When they had left the man off at the garage, Evan asked everybody to get up front.

“Is it too hot, Swan?” he said. “Shall I put the top up?”

“No, Papa,” Eva said. “I can see everywhere now.”

“Leave it down,” Swan said. “It is hot, but it would be anyway.”

“Where will we go?” Eva said. “Do I have to put on clothes? Can’t I go like this? It feels so good to be in only shorts.”

“You can go the way you are,” Evan said. “We’ll take along some clothes to put on later. The sun’ll do you good. You, too, Red, if you want to.”

“Shall we pick up the Walz girls and take them with us?” Swan said.

“Why not all of them?” Evan said. “There’s plenty of room in the car. Maybe we could go swimming.”

“Where?” Red said. “Piedra? It’s hard to walk on the rocks there.”

“Maybe they know a better place,” Evan said. “Suppose we stop there on our way home, then go back and pick them up after we fix a picnic basket?”

“Do you like them?” Swan said.

“Very much,” Evan said.

“I do, too,” Red said.

“So do I,” Eva said, “especially Fanny. I didn’t like her at first, I liked Flora at first, but now I like Fanny best, then Flora, then Fay.”

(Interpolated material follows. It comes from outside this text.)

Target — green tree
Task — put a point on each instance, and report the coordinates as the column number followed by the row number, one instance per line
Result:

“She’s the nicest woman I’ve ever met,” Swan said. “The first impression you get of people can be awful wrong, can’t it? In one visit we’ve become the best of friends.”

“Cody Bone’s my best friend,” Red said.

“No,” Eva said. “Flora’s your best friend.”

“I forgot all about Bart,” Evan said. “The man in San Francisco’s going to phone sometime this afternoon. I’ve got to wait for his call. I told Bart I’d phone the minute I heard from him.”

“Maybe he’ll phone while we’re fixing the picnic basket,” Swan said.

“Well, if he doesn’t,” Red said, “you phone him, Papa.”

“Well, I could,” Evan said, “but I’d rather not. I could , though.”

They came to the Walz home and found everybody in the back yard.

“How about going swimming with us?” Evan said. “We’re going to have a picnic, too.”

“How about it, May?” Walz said.

“Us , too?” Fanny said.

“Yes, Fanny,” Eva said.

“We’ll go in Dade’s car,” Evan said. “There’s plenty of room. We’re going home to fix a basket. We’ll be back in an hour or so. Think of a good place to go. Let it be far.”

“Yes,” Red said, “let’s go far this time. Piedra’s not far.”

“Piedra’s so nice, though,” May said. “Couldn’t we go there again, Red?”

“Oh, well,” Red said. “Sure we could, Mrs. Walz—if you want to.”

“It’s the best place, isn’t it, Warren?” May said.

“Just about,” Walz said. “The river at Skaggs Bridge is pretty good, too, though, and no rocks. It’s shallow enough for the kids unless they go out to the middle of the stream. Do you have suits? We’ve got all kinds of them if you haven’t. We’ll bring along some extra ones. We’ll decide when you get back.”